That cruel accusation caused Melodie to spin around on her heels. Eyes the color of a stinging winter sky snapped with indignation.

“And just what gives you the right to judge me? To sit as both judge and jury on my feelings for my mother?” she demanded.

Matching hers in intensity, Buck’s eyes threatened to burn a hole right through her.

“Years of being by her side, watching her scrimp and save to leave you a ‘respectable’ inheritance, months of holding her hand and watching her waste away from cancer and heartache as she waited for any scrap of attention you might deem to send long-distance.”

“Self-righteous words from the dutiful son my mother never had. Between her sainthood and your martyrdom, I doubt if there would have been enough room at her bedside for a sinner like me!” Melodie snarled in return.

Despite the vehemence of her response, Melodie’s shoulders slumped beneath the weight of her guilt. Sucker punched by Buck’s resentment, she turned aside to hide the depth of her pain. Placing both hands on the dated Formica countertop, she attempted to steady herself. Her hands were still trembling when she reached for the coffeepot and poured herself a cup. As if hoping to somehow warm herself all the way through with its meager heat, she wrapped her fingers tightly around it before turning back around to face her grand inquisitor.

What possible good would come from trying to explain that Randall wouldn’t let her come home? That juggling a demanding job and a manic-depressive husband simultaneously was all she had been able to manage at the time. The excuse sounded pathetic even to her own ears. Squaring her slender shoulders, Melodie strode back to the table with her chin tilted defiantly up. Taking her seat, she brought the cup to her lips to blow away the steam that rose like an incantation from the dark brew.

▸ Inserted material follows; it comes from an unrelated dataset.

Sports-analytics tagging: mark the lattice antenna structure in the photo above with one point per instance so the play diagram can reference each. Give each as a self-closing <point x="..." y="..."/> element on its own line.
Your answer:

The silence was deafening. They looked at one another more as strangers separated by strands of barbed wire than as one-time soul mates. Swishing a sip of hot liquid around in her mouth, Melodie forced herself to swallow it along with yet another tough piece of leftover pride.

“Look, Buck,” she began, daring to meet his eyes dead on. “You’re certainly entitled to your feelings, and God knows I owe you a debt of gratitude not to mention a long overdue apology. But it’s unlikely that the years of hurt between us are going to be healed over any cup of coffee. Since we’ve both got a couple of hard days ahead of us, do you think we could postpone our mutual animosity until after the funeral?”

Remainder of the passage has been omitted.